On It’s Time…, the Rochester, NY crew gifted us catchier choruses, sharper songwriting and a more muscular production… yet the record was still anchored in noxious DM sonics and mired in rotting flesh.

Undeath’s rise continues… RH

Read the full review here

Check out our interview with Undeath here

4. Thunder — Dopamine (BMG)

Luke Morley’s magnum opus cemented British rock royalty Thunder as true masters of their craft.

More than 30 years since the band dropped hit-laden debut Backstreet Symphony, expansive double album Dopamine raised the bar.

And it revealed songwriter Morley to be in the form of his life as the band’s traditional blues rock jostled for position with soul, Americana and jazz.

Such was its stunning diversity, at times Dopamine sounded like four records rolled into one.

But painstaking attention to detail ensured the album’s various creative twists and turns never really jarred.

Not for the first time in their 50-year relationship, Morley provided Thunder frontman and best friend Danny Bowes with the perfect platform to blossom.

Even If It Takes A Lifetime took on extra special meaning as Dopamine hit its stride: this remarkable record was the culmination of a career steeped in quality control. SR

3. Eric Gales — Crown (Provogue)

Bullish bluesman Eric Gales often jokes that he’s sick of playing second fiddle to big pal Joe Bonamassa.

Forget the second fiddle. 

As long as he’s playing his trusty guitar, who cares?

And Crown was the triumphant call to arms from a fabulously gifted musician making up for lost time.

Produced by Bonamassa, this was all killer and no filler from a Memphis legend reborn.

Gales — AKA Raw Dawg — gambled big on this expansive long player.

But his 19th album proved to be his best as it landed in top spot on the Billboard Blues Album chart.

Lead single I Want My Crown, featuring that man Bonamassa, screamed supreme self-confidence. 

The hype was justified. SR

Read the full review here

2. Satan — Earth Infernal (Metal Blade)

Satan worshippers rejoiced when Earth Infernal landed back in April. 


Because the NWOBHM legends somehow managed to top 2018’s Cruel Magic with a 10-song salvo of steely melodies and blistering fretwork.

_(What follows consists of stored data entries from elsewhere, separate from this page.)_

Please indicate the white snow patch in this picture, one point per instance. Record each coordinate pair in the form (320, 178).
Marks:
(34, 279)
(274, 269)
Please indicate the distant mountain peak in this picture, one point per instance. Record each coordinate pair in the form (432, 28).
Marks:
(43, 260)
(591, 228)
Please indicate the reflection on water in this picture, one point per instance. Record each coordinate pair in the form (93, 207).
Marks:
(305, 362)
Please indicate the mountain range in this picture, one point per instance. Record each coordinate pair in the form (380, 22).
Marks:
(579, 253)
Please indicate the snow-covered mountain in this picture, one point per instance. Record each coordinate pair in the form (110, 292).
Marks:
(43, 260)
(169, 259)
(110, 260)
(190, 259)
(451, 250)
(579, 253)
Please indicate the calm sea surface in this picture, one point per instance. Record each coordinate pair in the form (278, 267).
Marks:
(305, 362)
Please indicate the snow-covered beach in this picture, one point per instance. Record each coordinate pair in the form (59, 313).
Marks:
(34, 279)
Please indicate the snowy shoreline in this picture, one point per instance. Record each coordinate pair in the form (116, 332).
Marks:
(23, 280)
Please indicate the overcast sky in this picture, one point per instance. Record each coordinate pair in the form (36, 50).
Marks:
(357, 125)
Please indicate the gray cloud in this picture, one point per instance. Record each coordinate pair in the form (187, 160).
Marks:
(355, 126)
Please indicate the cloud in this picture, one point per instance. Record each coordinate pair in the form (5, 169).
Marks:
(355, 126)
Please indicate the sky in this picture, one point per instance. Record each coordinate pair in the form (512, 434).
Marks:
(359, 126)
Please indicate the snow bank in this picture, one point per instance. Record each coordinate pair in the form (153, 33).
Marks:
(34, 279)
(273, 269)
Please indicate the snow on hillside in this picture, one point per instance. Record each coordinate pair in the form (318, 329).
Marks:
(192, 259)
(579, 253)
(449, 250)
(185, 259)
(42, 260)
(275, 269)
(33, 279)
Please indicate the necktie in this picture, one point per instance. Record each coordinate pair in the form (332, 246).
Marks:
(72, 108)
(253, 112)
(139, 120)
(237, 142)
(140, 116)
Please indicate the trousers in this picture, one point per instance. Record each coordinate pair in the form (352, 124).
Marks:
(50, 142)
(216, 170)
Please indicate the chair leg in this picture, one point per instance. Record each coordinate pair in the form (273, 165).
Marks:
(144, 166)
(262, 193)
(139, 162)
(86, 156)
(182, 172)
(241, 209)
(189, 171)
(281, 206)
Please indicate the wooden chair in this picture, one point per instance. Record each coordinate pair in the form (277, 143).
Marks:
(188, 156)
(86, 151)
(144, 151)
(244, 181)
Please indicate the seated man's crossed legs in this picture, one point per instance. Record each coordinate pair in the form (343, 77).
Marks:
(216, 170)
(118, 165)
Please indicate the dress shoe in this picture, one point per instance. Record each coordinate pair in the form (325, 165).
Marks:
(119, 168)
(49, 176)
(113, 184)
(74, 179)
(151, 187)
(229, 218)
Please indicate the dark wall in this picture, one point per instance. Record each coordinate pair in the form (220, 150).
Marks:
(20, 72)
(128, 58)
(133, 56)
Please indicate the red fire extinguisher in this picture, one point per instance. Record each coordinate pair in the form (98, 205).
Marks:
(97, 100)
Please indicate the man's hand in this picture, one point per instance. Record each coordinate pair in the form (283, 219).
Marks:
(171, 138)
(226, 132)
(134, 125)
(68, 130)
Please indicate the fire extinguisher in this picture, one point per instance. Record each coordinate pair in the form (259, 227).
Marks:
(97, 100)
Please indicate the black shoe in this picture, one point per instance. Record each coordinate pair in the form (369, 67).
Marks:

The Tyneside quintet’s incisive songcraft shone brightly on the likes of Burning Portrait and The Blood Ran Deep.

And singer Brian Ross delivered an imperious performance which further cemented his status as one of heavy metal’s greats.

Four albums into their post-reunion career, Satan still reign. RH

Read the full review here 

Check out our interview with Satan here

Ghost — Impera (Spinefarm)

Does modern rock (with masks on) get any better?

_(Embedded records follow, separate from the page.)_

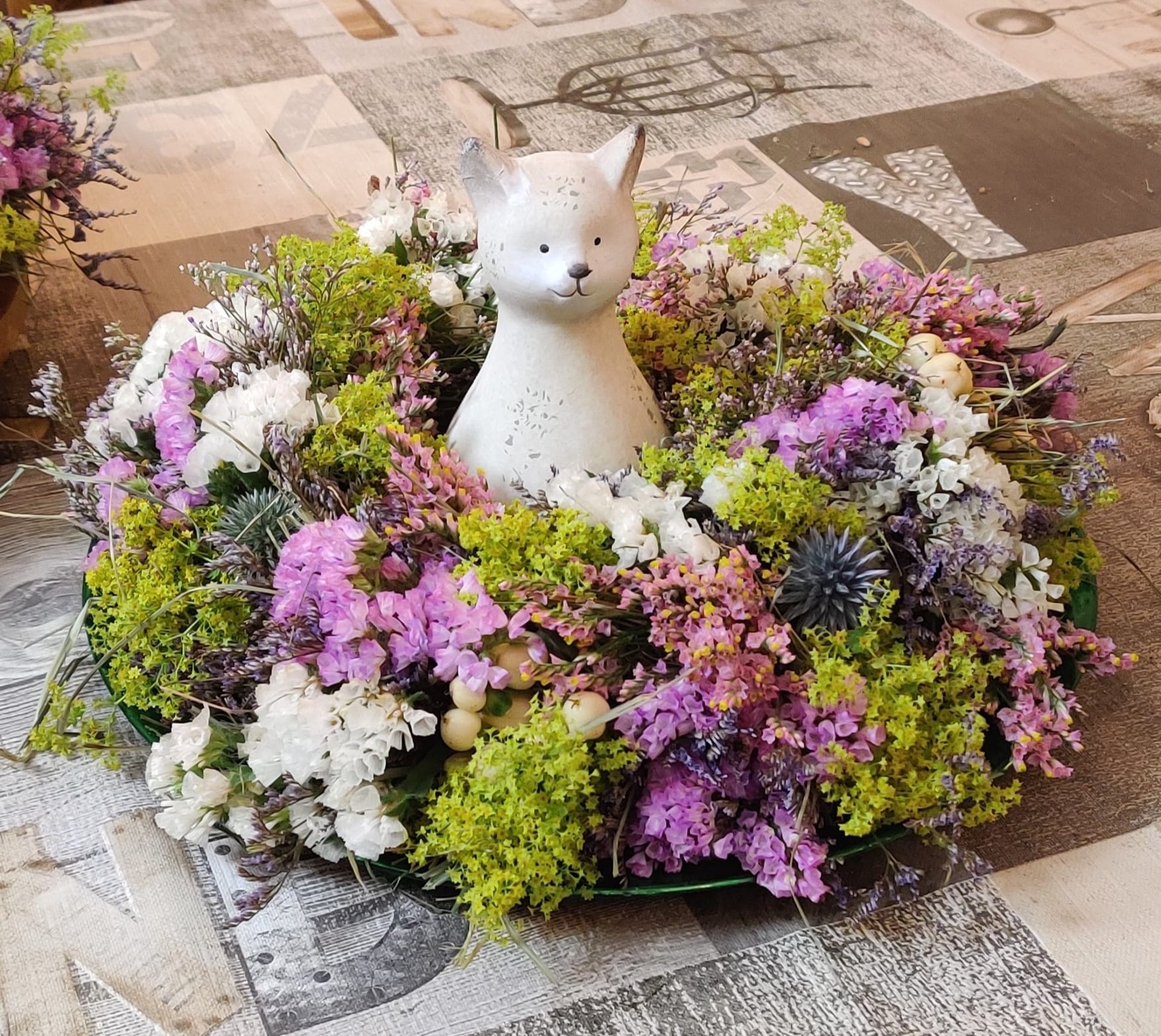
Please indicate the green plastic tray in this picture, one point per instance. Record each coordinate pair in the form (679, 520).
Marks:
(1082, 609)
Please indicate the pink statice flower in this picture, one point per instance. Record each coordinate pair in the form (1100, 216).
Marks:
(674, 823)
(1042, 716)
(971, 318)
(443, 622)
(316, 579)
(175, 429)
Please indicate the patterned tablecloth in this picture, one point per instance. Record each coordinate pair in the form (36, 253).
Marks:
(1024, 137)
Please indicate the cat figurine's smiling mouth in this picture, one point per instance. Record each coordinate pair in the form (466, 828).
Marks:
(570, 294)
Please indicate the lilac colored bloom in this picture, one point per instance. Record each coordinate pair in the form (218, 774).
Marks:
(843, 435)
(314, 579)
(443, 622)
(111, 497)
(784, 860)
(970, 317)
(674, 823)
(175, 430)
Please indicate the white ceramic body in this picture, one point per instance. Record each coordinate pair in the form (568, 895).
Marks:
(559, 388)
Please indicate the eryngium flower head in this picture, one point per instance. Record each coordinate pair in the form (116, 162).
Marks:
(830, 579)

The world’s most gripping Ghost story took a frightening new twist in 2022 as Impera established Cardinal Copia as the man with the masterplan.

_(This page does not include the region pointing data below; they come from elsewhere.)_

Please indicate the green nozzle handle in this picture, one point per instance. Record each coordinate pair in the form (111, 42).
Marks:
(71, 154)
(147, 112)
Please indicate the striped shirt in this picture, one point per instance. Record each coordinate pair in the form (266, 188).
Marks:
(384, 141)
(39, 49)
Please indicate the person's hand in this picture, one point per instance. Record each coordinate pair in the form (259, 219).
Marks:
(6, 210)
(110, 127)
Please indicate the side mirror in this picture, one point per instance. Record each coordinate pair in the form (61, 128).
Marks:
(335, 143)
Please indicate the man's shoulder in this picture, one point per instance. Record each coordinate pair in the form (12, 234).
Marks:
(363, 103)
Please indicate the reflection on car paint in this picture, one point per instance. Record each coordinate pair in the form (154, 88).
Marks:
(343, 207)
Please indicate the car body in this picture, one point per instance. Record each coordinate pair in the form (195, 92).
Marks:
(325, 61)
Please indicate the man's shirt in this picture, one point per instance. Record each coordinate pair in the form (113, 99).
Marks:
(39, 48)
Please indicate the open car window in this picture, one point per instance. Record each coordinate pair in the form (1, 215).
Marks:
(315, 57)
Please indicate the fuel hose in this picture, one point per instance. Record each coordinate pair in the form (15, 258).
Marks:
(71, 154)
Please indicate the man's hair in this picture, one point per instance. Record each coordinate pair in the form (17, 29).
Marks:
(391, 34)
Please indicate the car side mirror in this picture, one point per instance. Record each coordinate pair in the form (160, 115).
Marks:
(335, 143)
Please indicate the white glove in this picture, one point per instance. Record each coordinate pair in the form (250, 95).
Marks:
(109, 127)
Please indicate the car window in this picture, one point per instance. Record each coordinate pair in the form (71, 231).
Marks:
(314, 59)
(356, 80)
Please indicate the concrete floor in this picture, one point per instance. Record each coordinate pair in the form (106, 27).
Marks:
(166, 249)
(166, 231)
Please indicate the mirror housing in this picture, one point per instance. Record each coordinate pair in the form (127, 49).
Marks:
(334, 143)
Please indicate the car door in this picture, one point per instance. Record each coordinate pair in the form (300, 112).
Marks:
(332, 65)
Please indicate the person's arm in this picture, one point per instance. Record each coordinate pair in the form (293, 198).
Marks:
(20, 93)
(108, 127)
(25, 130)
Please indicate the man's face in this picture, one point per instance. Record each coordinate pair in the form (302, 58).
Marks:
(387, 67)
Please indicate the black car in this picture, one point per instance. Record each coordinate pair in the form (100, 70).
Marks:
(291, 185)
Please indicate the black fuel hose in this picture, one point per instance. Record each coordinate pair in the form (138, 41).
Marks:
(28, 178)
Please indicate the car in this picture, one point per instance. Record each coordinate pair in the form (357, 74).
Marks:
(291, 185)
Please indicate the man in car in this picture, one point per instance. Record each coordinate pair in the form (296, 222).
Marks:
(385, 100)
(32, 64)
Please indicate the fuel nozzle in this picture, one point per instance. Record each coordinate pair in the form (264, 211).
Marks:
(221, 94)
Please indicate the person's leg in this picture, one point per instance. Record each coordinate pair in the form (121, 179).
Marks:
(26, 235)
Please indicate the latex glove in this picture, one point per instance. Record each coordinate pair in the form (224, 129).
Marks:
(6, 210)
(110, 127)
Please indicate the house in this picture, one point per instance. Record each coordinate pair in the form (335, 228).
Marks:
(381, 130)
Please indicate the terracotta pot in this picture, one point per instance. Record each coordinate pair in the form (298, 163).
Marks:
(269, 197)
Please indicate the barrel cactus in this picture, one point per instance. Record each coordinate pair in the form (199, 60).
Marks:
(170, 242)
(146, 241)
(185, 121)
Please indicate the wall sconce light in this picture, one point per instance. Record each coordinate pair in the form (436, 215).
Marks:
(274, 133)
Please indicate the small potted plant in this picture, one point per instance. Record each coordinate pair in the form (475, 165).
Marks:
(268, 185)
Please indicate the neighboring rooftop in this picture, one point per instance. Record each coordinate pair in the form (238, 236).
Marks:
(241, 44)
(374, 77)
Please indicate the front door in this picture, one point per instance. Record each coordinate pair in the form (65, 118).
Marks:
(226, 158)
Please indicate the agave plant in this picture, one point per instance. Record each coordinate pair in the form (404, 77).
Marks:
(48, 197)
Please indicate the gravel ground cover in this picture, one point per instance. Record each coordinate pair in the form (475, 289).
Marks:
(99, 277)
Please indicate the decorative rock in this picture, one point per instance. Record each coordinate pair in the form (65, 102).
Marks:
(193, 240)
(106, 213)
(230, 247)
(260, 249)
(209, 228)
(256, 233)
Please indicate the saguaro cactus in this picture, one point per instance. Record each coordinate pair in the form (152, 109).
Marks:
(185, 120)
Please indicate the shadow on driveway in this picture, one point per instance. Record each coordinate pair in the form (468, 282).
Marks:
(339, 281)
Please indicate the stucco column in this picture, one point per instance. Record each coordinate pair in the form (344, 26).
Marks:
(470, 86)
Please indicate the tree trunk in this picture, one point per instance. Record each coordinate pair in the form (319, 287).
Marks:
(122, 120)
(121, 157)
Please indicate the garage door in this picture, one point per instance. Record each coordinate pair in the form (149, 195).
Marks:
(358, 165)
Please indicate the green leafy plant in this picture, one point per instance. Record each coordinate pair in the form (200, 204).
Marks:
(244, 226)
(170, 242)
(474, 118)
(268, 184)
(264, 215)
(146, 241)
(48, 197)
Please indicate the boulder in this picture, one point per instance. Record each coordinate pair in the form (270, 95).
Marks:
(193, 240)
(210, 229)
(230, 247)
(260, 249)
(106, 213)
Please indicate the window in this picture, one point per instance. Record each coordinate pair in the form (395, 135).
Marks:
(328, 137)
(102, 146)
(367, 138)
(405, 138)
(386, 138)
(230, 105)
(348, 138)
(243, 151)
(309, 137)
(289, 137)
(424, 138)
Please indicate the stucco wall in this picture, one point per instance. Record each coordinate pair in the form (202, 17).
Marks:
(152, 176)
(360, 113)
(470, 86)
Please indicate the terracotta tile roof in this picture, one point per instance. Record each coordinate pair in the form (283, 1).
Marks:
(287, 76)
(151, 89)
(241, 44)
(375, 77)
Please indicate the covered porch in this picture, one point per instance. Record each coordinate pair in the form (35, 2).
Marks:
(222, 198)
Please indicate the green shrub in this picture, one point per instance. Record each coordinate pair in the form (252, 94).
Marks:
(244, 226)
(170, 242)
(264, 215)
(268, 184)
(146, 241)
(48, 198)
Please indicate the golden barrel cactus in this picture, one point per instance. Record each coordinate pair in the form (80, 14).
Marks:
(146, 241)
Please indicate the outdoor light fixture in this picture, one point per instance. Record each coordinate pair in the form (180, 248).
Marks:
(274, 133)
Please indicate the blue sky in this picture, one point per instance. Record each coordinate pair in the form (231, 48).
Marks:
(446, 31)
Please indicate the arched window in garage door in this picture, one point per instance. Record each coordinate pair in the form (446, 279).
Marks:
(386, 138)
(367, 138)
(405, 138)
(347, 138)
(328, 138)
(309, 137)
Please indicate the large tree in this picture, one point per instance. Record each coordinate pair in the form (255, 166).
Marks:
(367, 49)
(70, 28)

A typically flamboyant and shamelessly excessive record oozed retro cool as pop metal’s reassuringly cryptic collaborative scaled colossal new heights.

But Impera was the sound of a new generation of creative geniuses speaking to a pandemic-ravaged, war torn and economically shot world.

Copia whipped the masses into a frenzy on the splendid Spillways.

And the glorious Griftwood paid tribute to the late, great Eddie Van Halen.

But Respite In The Spitalfields revealed Copia’s true inspiration as Ghost evoked Cardinal Coverdale at his late 80s best.